Elle a beaucoup changé... tout en restant la même. On a vu exploser des genres littéraires comme la littérature adolescente. Dans le secteur de la petite enfance, les albums sont devenus des objets à la fois ludiques et créatifs. La littérature jeunesse a intégré une relation forte au cinéma, aux séries TV, au cinéma d'animation. Elle touche au livre d'art et au documentaire. En même temps, elle reste ancrée sur ce qui fait son fondement : raconter des histoires universelles à travers les genres phares que sont les contes de fées ou le fantastique. 

A quoi ressemblent les contes d'aujourd'hui ?

Les contes sont un patrimoine travaillé en permanence par les artistes. C'est vrai de toutes les thématiques de la littérature jeunesse. En recourant aux codes d'aujourd'hui, les artistes permettent aux contes une meilleure imprégnation de la société. Les auteurs qui ont grandi avec cette littérature, jouent avec elle. Ils s'amusent à détourner les contes, à les mélanger à la manière de Shrek. Le loup, personnage jadis inquiétant, est maltraité par les enfants, placé en situation grotesque.  

La littérature jeunesse, genre littéraire à part entière, sera-t-elle bientôt reconnue comme le « 10e art » ?
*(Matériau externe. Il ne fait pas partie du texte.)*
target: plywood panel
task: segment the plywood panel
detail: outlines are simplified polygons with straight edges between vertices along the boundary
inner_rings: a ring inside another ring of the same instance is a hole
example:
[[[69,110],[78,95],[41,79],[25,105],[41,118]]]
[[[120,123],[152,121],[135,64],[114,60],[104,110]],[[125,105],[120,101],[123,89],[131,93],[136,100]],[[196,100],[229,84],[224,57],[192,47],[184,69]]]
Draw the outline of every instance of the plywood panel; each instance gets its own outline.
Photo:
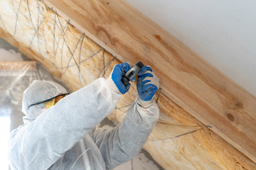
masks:
[[[107,77],[114,65],[121,62],[43,1],[3,0],[0,36],[31,59],[43,63],[72,91],[98,77]],[[132,84],[108,118],[116,120],[120,116],[119,122],[137,95],[136,84]],[[255,169],[255,163],[163,91],[156,99],[160,119],[144,147],[165,169]]]
[[[256,162],[256,98],[124,1],[46,0],[122,61],[153,67],[163,93]]]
L'édition jeunesse occupe la deuxième place sur le marché de l'édition, juste après la littérature générale. C'est un secteur prolixe qui se porte plutôt bien d'un point de vue économique. Dans le domaine des arts, c'est un art singulier qui ouvre la porte aux autres arts. Le livre est souvent le premier objet culturel qui est mis dans les mains de l'enfant. L'histoire de l'art répertorie neuf disciplines, depuis la sculpture jusqu'à la BD. Revendiquer le rang de « 10e art » pour la littérature jeunesse, comme le fait le Salon, c'est rappeler la singularité d'un art bien souvent associé à d'autres arts pour s'exprimer.  Dans cette langue hybride, complice et complexe, l'illustration ne vient pas répéter le texte, mais offrir une autre interprétation. Et de cette double interprétation naît un espace imaginaire qui est celui de l'enfant.

La littérature jeunesse souffrirait d'un manque de reconnaissance ?

Notre ambition est que cet art soit pris au sérieux, et considéré à l'échelle de son exigence artistique. C'est le cas du côté du public, mais pas forcément du côté du monde des arts et du monde des médias : il existe peu de critiques littéraires spécialisés dans la littérature jeunesse. A la télévision, pas une seule émission ne lui est dédiée pendant l'année. C'est le seul domaine artistique qui soit aussi mal loti. L'une des missions du salon est de faire parler de cette littérature. 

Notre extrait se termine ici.